Trish Gulley is a Peoria native who never imagined she would return to central Illinois to raise her kids. She and her husband Josh lived in New Mexico, Indiana, and Colorado before he was hired as an associate professor in psychology and neuroscience at the University of Illinois. Trish works in the children’s fashion industry (more on that below!) They have three children, 12-year-old Olivia, 8-year-old Ethan, and 5-year-old Elliot; the family resides in Champaign.
See why we think Trish Gulley is a Chambana mom to know.
Q: You sent your youngest child to kindergarten a few weeks ago, and your oldest is now in middle school. How does it feel?
I often feel conflicted. You nurture your little ones to be independent and go off to school, and when they do you are sad. Then, your oldest is in middle school, almost as tall as you are, and wearing a larger size shoe – it makes you feel old. Sad and old is not a great combination. But, when they come home excited about their day and all they are learning and experiencing, it makes it all worth it.
Q: You have a really neat job. Please describe what you do.
I do love my job! I am a sales director for Goldbug, a Denver-based children’s accessories company. I have been with Goldbug for just over 10 years and I work with a talented team to design, produce, and sell children’s socks, shoes, hats, swimwear and other accessories to retailers worldwide. Goldbug designs and manufactures product for store brands (for example, Sonoma and Jumping Beans at Kohl’s, Circo at Target) and national brands (for example, Carter’s, OshKosh, Disney, and Eddie Bauer). I work primarily with the buyers at Kohl’s, so if you have ever bought a pair of Sonoma socks, a Jumping Beans summer hat, or a pair of Carter’s shoes for your child at any Kohl’s store in the nation, you have purchased one of the products that my team and I placed in the store. My family and I really appreciate that I am able to work from home most days. I travel about once a month – to NYC for buyer meetings, Kohl’s headquarters outside of Milwaukee, and Goldbug’s home office in Denver.
Q: Does that mean your kids are the best dressed kids in town?
They definitely have lots of socks! But, unfortunately, they have outgrown most of the other products we produce. To clear out my sample closet, I’ve been known to bring bags of socks to a meeting or book club and let my friends “have at them” for their kids. Elliot, my 5-year-old, is in love with a pair of lion slippers that made their way home a couple of years ago. He loves them so much that he wears them even in the summertime!
Q: Do you have any sneak peeks into fashion trends for kids for the upcoming year?
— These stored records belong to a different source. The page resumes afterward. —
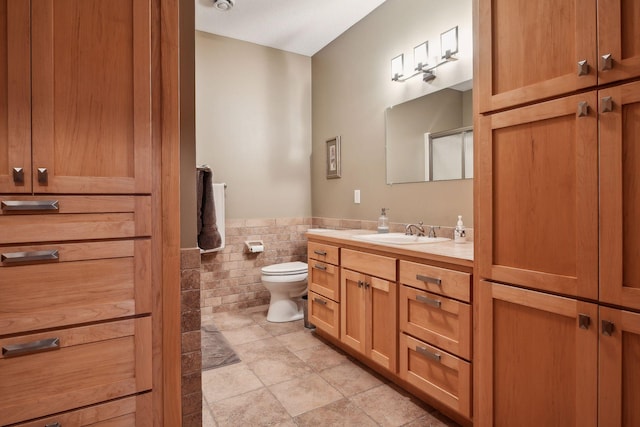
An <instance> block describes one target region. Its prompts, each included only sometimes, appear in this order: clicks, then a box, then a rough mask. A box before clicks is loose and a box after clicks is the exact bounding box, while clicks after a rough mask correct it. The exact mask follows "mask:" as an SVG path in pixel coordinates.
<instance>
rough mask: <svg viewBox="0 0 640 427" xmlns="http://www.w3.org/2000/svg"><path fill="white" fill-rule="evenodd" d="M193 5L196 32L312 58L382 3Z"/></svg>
mask: <svg viewBox="0 0 640 427" xmlns="http://www.w3.org/2000/svg"><path fill="white" fill-rule="evenodd" d="M194 1H195V2H196V30H200V31H206V32H208V33H212V34H218V35H221V36H225V37H230V38H233V39H238V40H244V41H247V42H251V43H255V44H259V45H263V46H268V47H273V48H276V49H281V50H285V51H288V52H293V53H298V54H301V55H305V56H313V55H314V54H315V53H316V52H318V51H319V50H320V49H322V48H323V47H325V46H326V45H327V44H329V43H330V42H331V41H333V40H334V39H336V38H337V37H338V36H339V35H340V34H342V33H343V32H345V31H346V30H347V29H349V28H350V27H351V26H352V25H353V24H355V23H356V22H358V21H360V20H361V19H362V18H364V17H365V16H366V15H368V14H369V13H370V12H371V11H373V10H374V9H375V8H376V7H378V6H379V5H381V4H382V3H384V1H385V0H236V2H235V6H234V7H233V8H232V9H231V10H229V11H227V12H223V11H220V10H218V9H216V8H215V7H213V0H194Z"/></svg>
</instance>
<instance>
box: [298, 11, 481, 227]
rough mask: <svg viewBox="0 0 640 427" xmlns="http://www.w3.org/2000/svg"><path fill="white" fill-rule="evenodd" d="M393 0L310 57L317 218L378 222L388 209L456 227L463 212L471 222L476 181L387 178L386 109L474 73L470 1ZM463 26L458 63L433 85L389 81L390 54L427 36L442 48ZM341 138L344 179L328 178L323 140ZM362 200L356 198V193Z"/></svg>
mask: <svg viewBox="0 0 640 427" xmlns="http://www.w3.org/2000/svg"><path fill="white" fill-rule="evenodd" d="M442 5H443V3H442V2H440V1H432V0H430V1H425V0H387V1H386V2H385V3H383V4H382V5H381V6H380V7H379V8H377V9H376V10H374V11H373V12H372V13H371V14H370V15H368V16H367V17H365V19H363V20H362V21H360V22H359V23H357V24H356V25H355V26H353V27H351V28H350V29H349V30H348V31H347V32H345V33H344V34H343V35H342V36H340V37H339V38H338V39H336V40H335V41H334V42H332V43H331V44H330V45H328V46H327V47H325V48H324V49H322V50H321V51H320V52H318V53H317V54H316V55H314V56H313V58H312V68H313V108H312V111H313V154H312V161H311V176H312V177H311V181H312V186H311V195H312V212H313V216H315V217H333V218H351V219H362V220H375V219H376V218H377V217H378V215H379V213H380V208H381V207H388V208H390V209H391V211H390V212H389V216H390V220H391V221H392V222H416V221H419V220H422V221H424V222H425V223H426V224H438V225H455V222H456V220H457V215H459V214H461V215H463V217H464V221H465V224H466V225H468V226H471V225H473V206H472V204H473V183H472V180H464V181H445V182H436V183H414V184H396V185H387V184H385V122H384V111H385V109H386V108H387V107H389V106H391V105H396V104H399V103H402V102H405V101H407V100H409V99H413V98H416V97H418V96H422V95H424V94H426V93H430V92H434V91H437V90H440V89H443V88H445V87H448V86H451V85H454V84H458V83H461V82H463V81H466V80H469V79H471V78H472V74H473V72H472V40H471V37H472V36H471V34H472V28H471V25H472V20H471V2H470V1H469V0H451V1H449V2H446V5H447V8H446V9H447V10H444V9H443V7H442ZM455 25H458V26H459V34H460V53H459V55H458V57H459V58H460V59H459V60H458V61H456V62H453V63H450V64H446V65H444V66H442V67H440V68H439V69H438V70H437V71H436V75H437V78H436V79H435V80H434V81H433V82H432V83H424V82H423V81H422V79H421V78H420V77H415V78H414V79H411V80H409V81H407V82H405V83H397V82H392V81H391V79H390V68H391V58H393V57H395V56H396V55H398V54H400V53H404V55H405V62H407V61H410V60H412V57H413V47H414V46H417V45H418V44H420V43H422V42H424V41H425V40H429V45H430V46H431V48H432V49H434V50H435V48H438V49H439V47H438V44H439V36H440V33H441V32H443V31H446V30H448V29H449V28H451V27H453V26H455ZM336 135H340V136H341V138H342V158H341V160H342V178H340V179H331V180H327V179H326V177H325V155H326V154H325V145H326V144H325V141H326V140H327V139H329V138H332V137H334V136H336ZM355 189H359V190H360V191H361V203H360V204H355V203H353V191H354V190H355Z"/></svg>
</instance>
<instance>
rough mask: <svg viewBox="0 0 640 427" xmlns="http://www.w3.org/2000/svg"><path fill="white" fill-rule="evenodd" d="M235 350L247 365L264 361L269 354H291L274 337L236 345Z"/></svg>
mask: <svg viewBox="0 0 640 427" xmlns="http://www.w3.org/2000/svg"><path fill="white" fill-rule="evenodd" d="M233 349H234V350H235V352H236V354H237V355H238V357H239V358H240V360H242V361H243V362H246V363H251V362H254V361H256V360H258V359H262V358H263V357H265V356H267V355H269V354H274V353H277V354H281V353H285V354H286V353H291V352H290V351H289V350H287V348H286V347H285V346H284V345H283V344H282V343H281V342H280V341H278V340H277V339H275V338H273V337H269V338H265V339H263V340H258V341H251V342H248V343H244V344H238V345H234V346H233Z"/></svg>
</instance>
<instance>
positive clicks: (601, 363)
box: [598, 307, 640, 427]
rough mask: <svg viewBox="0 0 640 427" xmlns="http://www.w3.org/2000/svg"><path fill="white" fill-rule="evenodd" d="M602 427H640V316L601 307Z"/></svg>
mask: <svg viewBox="0 0 640 427" xmlns="http://www.w3.org/2000/svg"><path fill="white" fill-rule="evenodd" d="M600 320H601V322H602V324H601V333H600V371H599V373H600V377H599V379H600V381H599V386H600V390H599V393H598V396H599V400H598V416H599V418H600V420H599V421H600V424H599V425H601V426H624V427H631V426H638V425H640V364H638V358H639V357H640V314H637V313H631V312H628V311H623V310H616V309H612V308H606V307H600Z"/></svg>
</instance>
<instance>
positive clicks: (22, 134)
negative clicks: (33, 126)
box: [0, 0, 31, 193]
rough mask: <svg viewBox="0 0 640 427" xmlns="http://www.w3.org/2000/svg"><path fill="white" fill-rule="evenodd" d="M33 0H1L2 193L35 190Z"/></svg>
mask: <svg viewBox="0 0 640 427" xmlns="http://www.w3.org/2000/svg"><path fill="white" fill-rule="evenodd" d="M29 14H30V11H29V2H28V1H24V0H0V193H2V192H4V193H23V192H31V81H30V78H29V76H30V73H31V64H30V58H31V52H30V37H29V32H30V30H31V28H30V17H29Z"/></svg>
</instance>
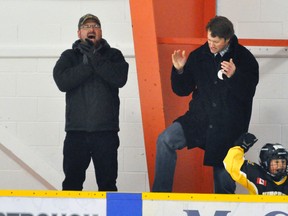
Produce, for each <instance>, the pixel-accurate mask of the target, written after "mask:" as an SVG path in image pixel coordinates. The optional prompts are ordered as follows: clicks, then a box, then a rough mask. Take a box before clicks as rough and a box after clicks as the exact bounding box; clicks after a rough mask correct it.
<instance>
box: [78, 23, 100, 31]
mask: <svg viewBox="0 0 288 216" xmlns="http://www.w3.org/2000/svg"><path fill="white" fill-rule="evenodd" d="M90 28H93V29H98V28H101V26H100V25H99V24H95V25H82V26H81V29H84V30H88V29H90Z"/></svg>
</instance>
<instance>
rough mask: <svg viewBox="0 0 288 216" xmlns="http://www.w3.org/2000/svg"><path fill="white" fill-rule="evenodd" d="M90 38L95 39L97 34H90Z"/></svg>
mask: <svg viewBox="0 0 288 216" xmlns="http://www.w3.org/2000/svg"><path fill="white" fill-rule="evenodd" d="M88 38H89V39H95V38H96V36H95V35H88Z"/></svg>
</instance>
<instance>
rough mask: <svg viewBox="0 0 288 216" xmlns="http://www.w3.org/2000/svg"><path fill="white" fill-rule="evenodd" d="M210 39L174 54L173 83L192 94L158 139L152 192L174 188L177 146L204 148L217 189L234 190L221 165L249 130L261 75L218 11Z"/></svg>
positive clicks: (242, 46)
mask: <svg viewBox="0 0 288 216" xmlns="http://www.w3.org/2000/svg"><path fill="white" fill-rule="evenodd" d="M206 30H207V39H208V41H207V42H206V43H205V44H204V45H202V46H200V47H199V48H197V49H196V50H194V51H193V52H191V53H190V55H189V56H188V59H187V58H186V54H185V51H180V50H176V51H174V53H173V54H172V62H173V67H172V73H171V82H172V89H173V91H174V92H175V93H176V94H177V95H179V96H188V95H189V94H191V93H193V99H192V100H191V101H190V103H189V110H188V111H187V112H186V113H185V114H184V115H183V116H180V117H179V118H178V119H176V120H175V121H174V123H173V124H172V125H171V126H169V127H168V128H167V129H166V130H164V132H163V133H161V134H160V135H159V137H158V140H157V152H156V166H155V179H154V184H153V188H152V190H153V191H155V192H156V191H163V192H170V191H172V187H173V178H174V171H175V166H176V160H177V154H176V150H180V149H183V148H184V147H187V148H188V149H191V148H195V147H199V148H201V149H203V150H205V155H204V165H208V166H212V167H213V172H214V192H215V193H235V188H236V185H235V182H234V181H233V179H232V178H231V177H230V175H229V174H228V173H227V171H226V170H225V169H224V167H223V159H224V157H225V155H226V153H227V151H228V149H229V148H230V147H231V145H232V144H233V142H234V141H235V140H236V139H237V138H238V137H239V136H240V135H241V134H242V133H244V132H246V131H247V130H248V126H249V122H250V117H251V110H252V101H253V97H254V94H255V90H256V85H257V83H258V79H259V66H258V63H257V61H256V59H255V57H254V56H253V55H252V54H251V53H250V52H249V51H248V50H247V49H246V48H245V47H243V46H242V45H240V44H239V43H238V39H237V37H236V36H235V34H234V28H233V24H232V23H231V21H230V20H228V19H227V18H226V17H222V16H216V17H215V18H213V19H211V20H210V21H209V22H208V24H207V26H206Z"/></svg>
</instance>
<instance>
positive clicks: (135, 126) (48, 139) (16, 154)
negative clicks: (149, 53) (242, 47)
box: [0, 0, 288, 193]
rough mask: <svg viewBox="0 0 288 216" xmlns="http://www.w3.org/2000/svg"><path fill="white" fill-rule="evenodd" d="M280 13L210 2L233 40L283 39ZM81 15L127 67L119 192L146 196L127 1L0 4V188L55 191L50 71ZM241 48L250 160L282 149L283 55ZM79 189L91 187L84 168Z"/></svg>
mask: <svg viewBox="0 0 288 216" xmlns="http://www.w3.org/2000/svg"><path fill="white" fill-rule="evenodd" d="M287 8H288V2H287V0H278V1H277V2H273V1H269V0H257V1H250V0H242V1H237V0H219V1H218V2H217V14H219V15H224V16H227V17H229V18H230V19H231V20H232V21H233V23H234V25H235V30H236V34H237V36H238V37H239V38H275V39H288V15H287V14H288V13H287ZM85 13H94V14H95V15H97V16H99V18H100V20H101V22H102V25H103V35H104V38H105V39H107V40H108V42H109V43H110V45H112V46H114V47H116V48H119V49H120V50H122V52H123V54H124V55H125V58H126V59H127V61H128V62H129V63H130V70H129V78H128V82H127V84H126V86H124V87H123V89H121V90H120V95H121V114H120V124H121V125H120V126H121V131H120V140H121V147H120V149H119V178H118V188H119V191H131V192H135V191H136V192H141V191H149V184H148V176H147V168H146V158H145V149H144V141H143V131H142V124H141V111H140V103H139V94H138V84H137V73H136V65H135V57H134V49H133V37H132V27H131V19H130V8H129V0H61V1H56V0H45V1H44V0H38V1H36V0H10V1H7V0H0V24H1V26H2V31H1V34H0V150H1V151H0V179H1V180H0V189H32V190H33V189H37V190H38V189H40V190H41V189H44V190H45V189H61V182H62V180H63V173H62V145H63V139H64V135H65V133H64V109H65V103H64V94H63V93H61V92H59V90H58V89H57V87H56V85H55V83H54V81H53V78H52V70H53V67H54V64H55V62H56V61H57V59H58V57H59V55H60V54H61V52H62V51H64V50H65V49H67V48H70V47H71V44H72V43H73V42H74V41H75V40H76V39H77V34H76V31H77V22H78V20H79V18H80V16H82V15H83V14H85ZM249 49H251V51H252V52H253V53H254V54H255V55H256V57H257V59H258V61H259V64H260V83H259V85H258V88H257V93H256V96H255V101H254V107H253V113H252V121H251V126H250V131H251V132H252V133H254V134H255V135H256V136H257V137H258V138H259V141H258V143H257V144H255V147H254V148H253V149H251V151H250V152H249V153H248V155H247V158H249V159H251V160H256V161H257V158H258V153H259V149H260V148H261V146H262V145H263V144H264V143H266V142H280V143H282V144H284V145H285V146H286V147H288V133H287V131H288V111H287V107H288V99H287V98H288V93H287V92H288V87H287V86H288V85H287V83H288V61H287V57H288V54H287V50H286V48H285V47H284V48H283V47H276V48H273V47H272V48H271V47H249ZM243 88H245V86H243ZM27 165H28V167H27ZM84 190H97V187H96V183H95V178H94V173H93V168H92V166H90V168H89V170H88V174H87V180H86V182H85V185H84ZM239 192H241V193H242V192H244V190H242V189H241V188H239Z"/></svg>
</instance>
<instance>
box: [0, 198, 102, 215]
mask: <svg viewBox="0 0 288 216" xmlns="http://www.w3.org/2000/svg"><path fill="white" fill-rule="evenodd" d="M104 215H106V199H87V198H65V199H63V198H36V197H0V216H104Z"/></svg>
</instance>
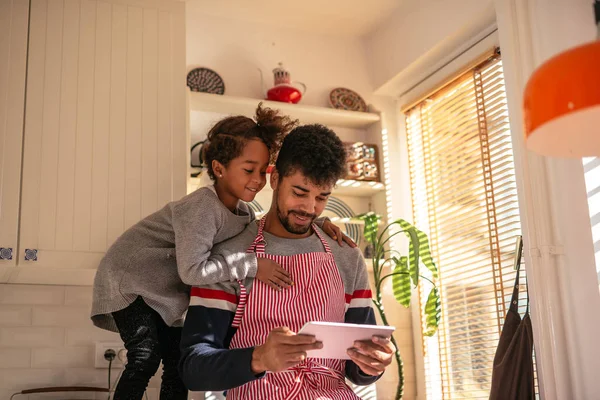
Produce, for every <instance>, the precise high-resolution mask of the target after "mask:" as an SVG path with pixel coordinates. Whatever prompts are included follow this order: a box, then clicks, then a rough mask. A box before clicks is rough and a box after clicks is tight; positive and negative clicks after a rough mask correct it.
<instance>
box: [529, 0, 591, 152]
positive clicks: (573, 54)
mask: <svg viewBox="0 0 600 400" xmlns="http://www.w3.org/2000/svg"><path fill="white" fill-rule="evenodd" d="M596 18H597V21H596V22H597V23H598V20H599V19H600V2H598V1H596ZM599 29H600V28H599ZM524 117H525V136H526V139H527V146H528V147H529V148H530V149H531V150H534V151H535V152H537V153H540V154H543V155H547V156H554V157H574V158H581V157H591V156H600V40H596V41H595V42H592V43H588V44H585V45H582V46H579V47H576V48H573V49H570V50H567V51H565V52H564V53H561V54H559V55H557V56H555V57H554V58H551V59H550V60H548V61H547V62H546V63H544V64H542V65H541V66H540V67H539V68H538V69H537V70H536V71H535V72H534V73H533V75H532V76H531V78H530V79H529V81H528V82H527V86H526V87H525V95H524Z"/></svg>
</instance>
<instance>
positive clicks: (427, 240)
mask: <svg viewBox="0 0 600 400" xmlns="http://www.w3.org/2000/svg"><path fill="white" fill-rule="evenodd" d="M397 222H398V224H400V226H401V227H402V229H404V230H405V231H407V236H409V235H410V236H409V238H410V240H411V242H410V245H409V253H408V255H409V257H410V260H409V261H410V264H411V266H412V265H413V263H414V264H417V267H416V268H415V267H413V268H415V269H416V271H417V272H418V271H419V267H418V264H419V258H420V260H421V262H422V263H423V264H424V265H425V267H427V269H428V270H430V271H431V274H432V276H433V279H437V278H438V271H437V267H436V265H435V263H434V262H433V258H432V257H431V249H430V247H429V239H428V238H427V235H426V234H425V233H424V232H423V231H420V230H419V229H417V228H416V227H415V226H414V225H412V224H411V223H410V222H408V221H405V220H403V219H399V220H398V221H397ZM414 236H416V240H415V239H414ZM411 246H412V247H411ZM412 248H415V249H416V250H415V252H414V254H413V253H411V249H412ZM413 257H414V259H413ZM411 276H412V275H411ZM417 279H418V278H417ZM413 282H414V278H413ZM416 284H417V283H415V285H416Z"/></svg>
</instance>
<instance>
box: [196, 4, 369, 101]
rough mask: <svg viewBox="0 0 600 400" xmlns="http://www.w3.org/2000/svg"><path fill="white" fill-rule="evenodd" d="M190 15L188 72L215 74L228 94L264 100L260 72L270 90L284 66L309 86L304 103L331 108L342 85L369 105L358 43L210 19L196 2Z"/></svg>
mask: <svg viewBox="0 0 600 400" xmlns="http://www.w3.org/2000/svg"><path fill="white" fill-rule="evenodd" d="M186 14H187V23H186V25H187V64H188V65H187V67H188V70H190V69H192V68H194V67H197V66H204V67H208V68H211V69H213V70H215V71H216V72H217V73H219V75H221V77H222V78H223V80H224V81H225V94H227V95H232V96H243V97H251V98H262V97H261V96H263V92H262V90H261V86H260V75H259V72H258V70H257V68H261V69H262V71H263V74H264V76H265V82H266V83H267V84H268V85H269V88H270V87H271V86H272V85H273V74H272V73H271V70H272V69H273V68H275V67H276V66H277V63H278V62H280V61H281V62H283V63H284V66H285V67H286V68H287V69H288V70H289V71H290V73H291V76H292V80H297V81H300V82H303V83H305V84H306V85H307V86H308V91H307V93H306V96H305V97H304V98H303V99H302V101H301V102H302V103H304V104H311V105H318V106H327V105H328V96H329V92H330V91H331V89H333V88H335V87H338V86H344V87H348V88H350V89H352V90H354V91H356V92H358V93H359V94H360V95H361V96H362V97H363V98H364V99H365V100H366V101H367V102H369V100H370V97H371V93H372V91H373V90H372V86H371V84H370V82H369V76H368V72H367V62H366V60H365V54H364V51H363V47H362V43H361V42H360V41H359V40H356V39H344V38H340V37H326V36H321V35H312V34H307V33H305V32H296V31H293V30H286V29H277V28H269V27H265V26H263V25H258V24H252V23H246V22H240V21H234V20H228V19H222V18H216V17H210V16H206V15H204V14H203V13H202V5H201V4H199V3H198V2H194V1H189V2H187V3H186Z"/></svg>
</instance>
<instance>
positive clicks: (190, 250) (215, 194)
mask: <svg viewBox="0 0 600 400" xmlns="http://www.w3.org/2000/svg"><path fill="white" fill-rule="evenodd" d="M252 220H254V213H253V212H252V210H251V209H250V207H248V205H247V204H245V203H244V202H241V201H240V202H239V204H238V208H237V210H236V213H235V214H234V213H232V212H231V211H230V210H229V209H227V208H226V207H225V206H224V205H223V203H221V201H220V200H219V198H218V196H217V194H216V192H215V190H214V187H213V186H209V187H204V188H201V189H198V190H196V191H195V192H193V193H191V194H189V195H187V196H185V197H183V198H182V199H181V200H178V201H174V202H171V203H169V204H167V205H166V206H165V207H163V208H162V209H161V210H159V211H157V212H155V213H154V214H151V215H149V216H148V217H146V218H144V219H143V220H141V221H140V222H138V223H137V224H135V225H134V226H132V227H131V228H129V229H128V230H127V231H125V233H123V234H122V235H121V236H120V237H119V238H118V239H117V240H116V242H115V243H114V244H113V245H112V246H111V247H110V248H109V249H108V251H107V253H106V255H105V256H104V258H103V259H102V261H101V262H100V265H99V267H98V271H97V273H96V278H95V280H94V297H93V303H92V313H91V314H92V321H93V322H94V325H96V326H98V327H100V328H103V329H107V330H111V331H115V332H116V331H117V327H116V325H115V322H114V320H113V318H112V315H111V313H113V312H115V311H118V310H122V309H123V308H125V307H127V306H128V305H129V304H131V303H132V302H133V301H134V300H135V299H136V298H137V297H138V296H141V297H142V298H143V299H144V301H145V302H146V304H148V305H149V306H150V307H152V308H153V309H154V310H156V311H157V312H158V313H159V314H160V315H161V317H162V318H163V320H164V321H165V323H166V324H167V325H169V326H181V325H182V324H183V315H184V313H185V311H186V309H187V307H188V304H189V293H190V286H198V285H207V284H213V283H217V282H222V281H230V280H237V279H244V278H246V277H248V276H251V277H253V276H255V275H256V258H255V256H254V255H251V254H249V255H247V256H246V255H242V256H243V257H248V258H249V260H246V262H243V263H239V264H238V265H239V268H232V269H229V268H219V267H218V266H217V265H216V264H214V263H208V262H207V260H208V257H209V255H210V251H211V249H212V247H213V245H214V244H216V243H220V242H223V241H225V240H227V239H229V238H232V237H234V236H236V235H237V234H239V233H240V232H242V230H244V228H245V227H246V225H247V224H248V223H250V221H252Z"/></svg>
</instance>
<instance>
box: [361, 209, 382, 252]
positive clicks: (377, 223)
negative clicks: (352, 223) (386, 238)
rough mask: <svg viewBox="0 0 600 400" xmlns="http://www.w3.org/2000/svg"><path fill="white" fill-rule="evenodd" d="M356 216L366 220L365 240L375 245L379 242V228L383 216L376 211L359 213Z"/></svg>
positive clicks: (364, 236)
mask: <svg viewBox="0 0 600 400" xmlns="http://www.w3.org/2000/svg"><path fill="white" fill-rule="evenodd" d="M356 218H358V219H361V220H363V221H364V222H365V228H364V230H363V234H364V237H365V240H366V241H367V242H369V243H371V244H372V245H373V246H375V245H376V242H377V231H378V230H379V220H380V219H381V217H380V216H379V215H377V214H375V213H374V212H368V213H364V214H360V215H357V216H356Z"/></svg>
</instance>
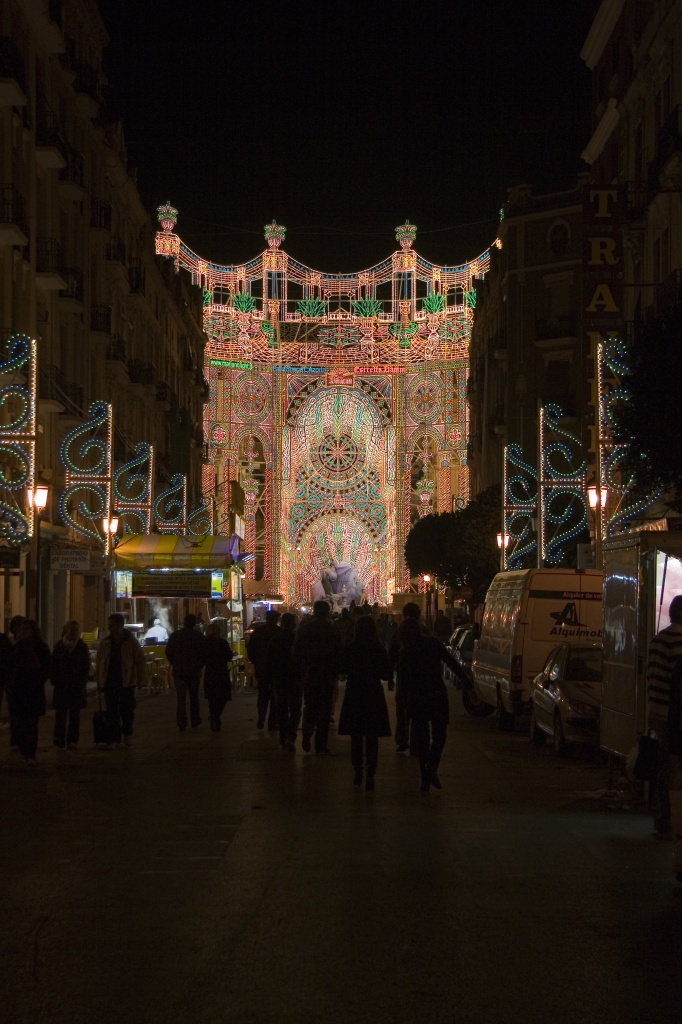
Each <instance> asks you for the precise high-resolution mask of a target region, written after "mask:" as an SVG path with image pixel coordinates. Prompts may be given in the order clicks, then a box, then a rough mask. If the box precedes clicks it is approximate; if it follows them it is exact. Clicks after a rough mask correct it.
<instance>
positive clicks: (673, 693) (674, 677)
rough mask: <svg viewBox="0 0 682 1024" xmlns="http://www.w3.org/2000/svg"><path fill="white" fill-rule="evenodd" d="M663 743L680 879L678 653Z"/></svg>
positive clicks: (681, 844) (680, 864) (678, 869)
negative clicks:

For fall, dots and stripes are still big along with monkey and frog characters. Look for Fair Isle patterns on tights and socks along with argyle. We are working the spring 2012 lines now and the newest looks will be tribal prints in deep, bold colors and black and white ink graphics. It looks like ruffles for girls will be back in a big way and 80’s neon is going to be even stronger.
Q: You travel a bit for work. What have you learned over the years to make the separation easier for your family and do you have any tips for other parents who travel for work?
Any time one parent is out of town it seems there is juggling of some sort to be done (childcare, activities, etc). It does get easier as your kids get older. I have learned to stress less before leaving town. I use to worry about what my husband would feed the kids or how far behind on laundry I’d be when I returned. So, I’d run to the grocery store or do extra laundry before leaving. I have learned to let that kind of stress go. My husband does just fine with meals and if there isn’t anything in the house to eat, he goes to the grocery store or takes the kids out. And, I’ve found when I leave the laundry, he’ll do it. I’m normally only gone a night or two at a time and I’ve come to appreciate the dinners out, the quiet of a hotel room, and uninterrupted conversation with co-workers. My husband gets extra time with the kids and has a better appreciation for what I do for the family.
Q: What has been your most special family memory from this summer?
My favorite family memory from this summer has to be the last night of our June trip to my parent’s house in North Carolina. My sister and her family from Denver were visiting too and adults and kids were all gathered in the family room for “awards night”. The awards night tradition started a couple of years ago during another family reunion in NC when my parents had some left over medals lying around and my husband picked them up and started handing them out to the kids. The awards were a celebration of something they had done that week. For example, Elliot once got an award for swimming under water for the first time, Ethan got one for his daring ride on the inner tube behind grandpa’s boat, and Olivia was awarded for helping her younger cousin in the pool. Each time a kid’s name was called, everyone would cheer as the honoree walked up to accept their medal around their neck. It may sound a bit corny, but the kids really anticipated this part of the week and they grinned from ear to ear waiting for their name to be called. So this year, on the last night, following Josh’s presentation of the medals, the kids spontaneously took off their medals and started handing them back out to the adults. Each adult’s name was called and something the kids appreciated that week was celebrated – for example, Uncle Dave for taking us on golf cart rides, Granny for cooking great dinners, and Grandpa for driving the boat and taking them fishing. It was a really unexpected and sweet moment where the kids expressed their gratitude in the kind of overt way that kids don’t often do.